Hemodynamic monitoring.

Hemodynamic monitoring is one of the most exciting and potentially useful technologies in critical care. Hemodynamic monitoring, particularly the PAC, is the technology most often associated with the critical care unit. However, it is a difficult technology to master and is associated with clear (although infrequent) serious complications. It can also be associated with increased costs. With appropriate implementation, this technology can improve patient outcome and moderately reduce costs. Appropriate implementation is not easy with this technology. This type of technology should only be employed in hospitals willing to invest the education and quality monitoring to ensure its appropriate application. As a part of this infrastructure, physicians and nurses need frequent communication in terms of what is expected from this technology for each patient.

Capnography. A key underutilized technology.

Based on the multiple applications and the potential cost savings, every ICU should have enough capnography for all intubations and probably for all mechanically ventilated patients. Of the multiple clinical applications of capnography, most attention should be focused on its use with intubation and resuscitation. Other applications, such as blood gas and ventilation-perfusion scan reduction, should be instituted after the primary areas have been implemented.

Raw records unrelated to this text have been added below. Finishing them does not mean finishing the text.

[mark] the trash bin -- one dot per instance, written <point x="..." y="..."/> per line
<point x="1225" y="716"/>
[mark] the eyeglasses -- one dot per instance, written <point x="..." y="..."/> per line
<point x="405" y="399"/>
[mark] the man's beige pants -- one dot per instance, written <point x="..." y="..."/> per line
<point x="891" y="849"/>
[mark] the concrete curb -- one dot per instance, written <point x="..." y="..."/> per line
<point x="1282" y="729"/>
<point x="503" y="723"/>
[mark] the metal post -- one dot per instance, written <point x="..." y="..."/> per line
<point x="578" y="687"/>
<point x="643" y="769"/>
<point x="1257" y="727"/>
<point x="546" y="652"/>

While capnography modules may appear to be expensive at first glance, an analysis of their clinical application reveals they can save the hospital hundreds of thousands of dollars beyond the purchase price.

Pulse oximetry.

Pulse oximetry is one of the most commonly applied technologies in acute and critical care. It has the potential to continuously monitor pulmonary function, avoid unnecessary blood gases, and alert clinicians to hypoxemic events that are not readily apparent by physical assessment. Due to these advantages, pulse oximetry has a firm place in health care. Unfortunately, pulse oximetry will not usually have a major impact on reducing hospital resources. In addition, oximetry has the potential to be misused owing to its widespread application. In order to obtain the maximum benefits from this technology, clinicians must be educated about the strengths and limitations of oximetry. If this education effectively changes clinicians' behavior, pulse oximetry will provide an excellent clinical advantage in patient assessment as well as moderate cost benefits.